Regarding the epidemiological and risk factors of the relapsed TB cases studied, we found that relapse was significantly earlier in HIV positive patients (in the first two years since the first episode) when compared to HIV negative patients (p value = 0.035), what would be in accordance with a compromised immune system. Any risk factor was found as significant for causing an earlier reactivation by Colangeli et al. ¹², however they recognized that the clinical cases studied did not have in general any comorbidity.

The number of SNPs between the pairs ranged from 0 to 8. Remarkably, three among the 18 pairs had more than 5 SNPs between the first and the relapsed isolate, interpreted as not recent transmission¹⁸, even though the bacteria were isolated from the same patient. This could be related to clinical characteristics of the patients, as immunosuppression, HIV status or the treatment adherence. Surprisingly, several SNPs were found in the first isolates that were absent in the relapsed isolates, as if they had reverted. This phenomenon was extreme in P12, in which six out of the seven SNPs found were absent in the relapsed isolate. The explanation could be the presence of different clones in the patient^19,20. In this way, in the different disease episodes a different clone was isolated, resulting from different bottlenecks and selective pressures of the original strain^21,22. The reinfection with an identical strain has been described as a limitation of these kind of studies, but in our case, it can be discarded as only one of the pairs belonged to a large endemic cluster (P4, with 0 SNPs). The rest of the pairs were infected with orphan or small-outbreak strains of up to four cases, differently from other studies with large endemic clusters and high TB prevalence²².

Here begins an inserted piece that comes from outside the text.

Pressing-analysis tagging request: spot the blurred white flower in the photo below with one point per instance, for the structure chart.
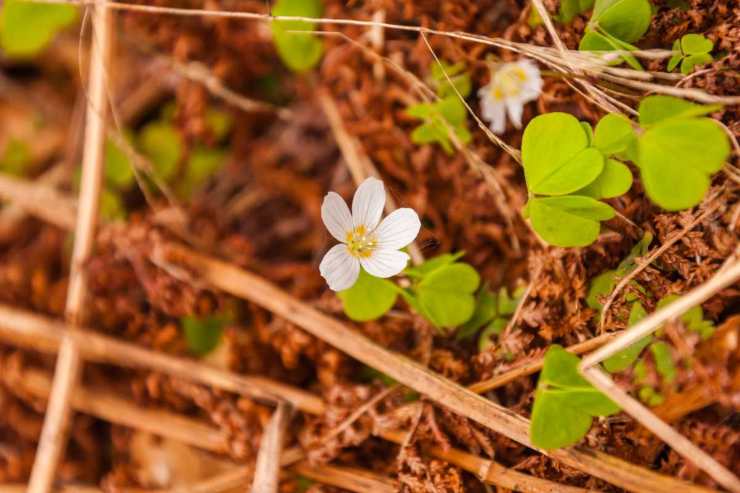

Same as Colangeli et at.¹², we did not find a significant correlation between the number of SNPs and the time between episodes. However, it is possible that P8 (160 months between episodes and 0 SNPs) is altering the trend of SNP accumulation when the time between episodes increases. This is one limitation when working with small sample size, that a single point could have a great impact in the results. None of the SNPs found seemed related with recurrence as all were unique and therefore not common to more than one pair of isolates. It has been described that 0.5 SNPs per genome, per year is the standard mutation rate for M. tuberculosis¹⁰. Some studies, where multiple MDR/XDR isolates coming from the same patients were sequenced, have reported that selective pressure and antibiotic resistance can increase this mutation rate as high as more than 3 SNPs^17,21. Despite all strains had been under the selective pressure of treatment, they did not achieve such a higher rate, maybe because they were drug susceptible. The mean mutation rate found in our study was 0.64 SNPs, slightly above the standard, due to the high mutation rate found in L4.1, almost double than the standard.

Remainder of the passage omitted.